Cilia consist of a tubular framework of microtubules: two individual microtubules in the centre are surrounded by nine doublets, each made up of two microtubules fused together. Radial proteins hold it all together – just as the spokes of a bicycle wheel connect the hub with the rim and tyre. Between the outer microtubules, along the entire length, are dynein proteins – those motor proteins that travel on the microtubules. Investigations at PSI have now shown that with ATP, the fuel adenosine triphosphate, as their energy source, they cause the individual doublets to push back and forth lengthwise – similar to hands rubbing against each other. “However, we have yet to discover exactly how this gliding movement causes the cilia to bend,” Ishikawa says.

In a new study using cryo-electron microscopy, his team showed that after the dynein protein complex has cleaved the ATP, it looks different than it did before. There is a molecular rearrangement of its building blocks, the amino acids. “We suspect this is the driving force behind it,” Ishikawa says. But his team has only observed one small part of the entire ciliary apparatus. “We still need to examine many other parts to identify connections and to characterise the overall mechanism.” Presumably, the structural changes in the dynein differ along the cilia, so that they influence each other in a certain mechanism and cause the movement.

Cilia disorders
As a result of genetic defects, it can happen that the microtubules of cilia are not continuously furnished with motor proteins, so-called dyneins (red), as they normally would be. Such gaps – as seen in the cilia to the right – are the cause of primary ciliary dyskinesia, a multiple disease in which cilia movement is restricted, affecting among other things the airways.
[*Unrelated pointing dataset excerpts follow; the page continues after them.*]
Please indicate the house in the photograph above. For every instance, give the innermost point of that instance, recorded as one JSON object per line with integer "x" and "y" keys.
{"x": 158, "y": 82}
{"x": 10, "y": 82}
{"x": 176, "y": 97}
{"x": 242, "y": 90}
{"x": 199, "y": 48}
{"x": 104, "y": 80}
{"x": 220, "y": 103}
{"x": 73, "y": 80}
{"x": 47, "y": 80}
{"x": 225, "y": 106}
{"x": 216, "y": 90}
With early detection, its progression can be slowed down. © Paul Scherrer Institute/Monika Blétry

It will take years before the picture is complete. But the studies already offer a concrete benefit today: the PSI researchers are cooperating with the Inselspital of the University of Bern, which is providing tissue samples from PCD patients. Ultrahigh-resolution images of their cilia show that there are often large gaps in the dynein covering of the filaments, and in some the dynein is even completely absent. At present, it can be several years between the first symptoms of PCD and the point when a patient experiences acute respiratory problems, goes to the doctor and receives the diagnosis. This means valuable time is lost for potential early intervention. “This could be shortened significantly through routine visual inspection of the cilia,” Ishikawa says.

New means for targeted corrections

These examples show that research into the molecular processes in our body using the new imaging methods promises great progress. At the same time, it is humbling. “When we see how delicately linked, dynamic and finely balanced all these processes are, we researchers are in awe,” says Michael Steinmetz. “What biology is now revealing to us, piece by piece, is difficult for us to comprehend in all its complexity – a true wonder. All the same, the new methods available to us here at PSI enable us to understand a bit more about it – and possibly to make more targeted corrections in the event that something goes wrong in the system.”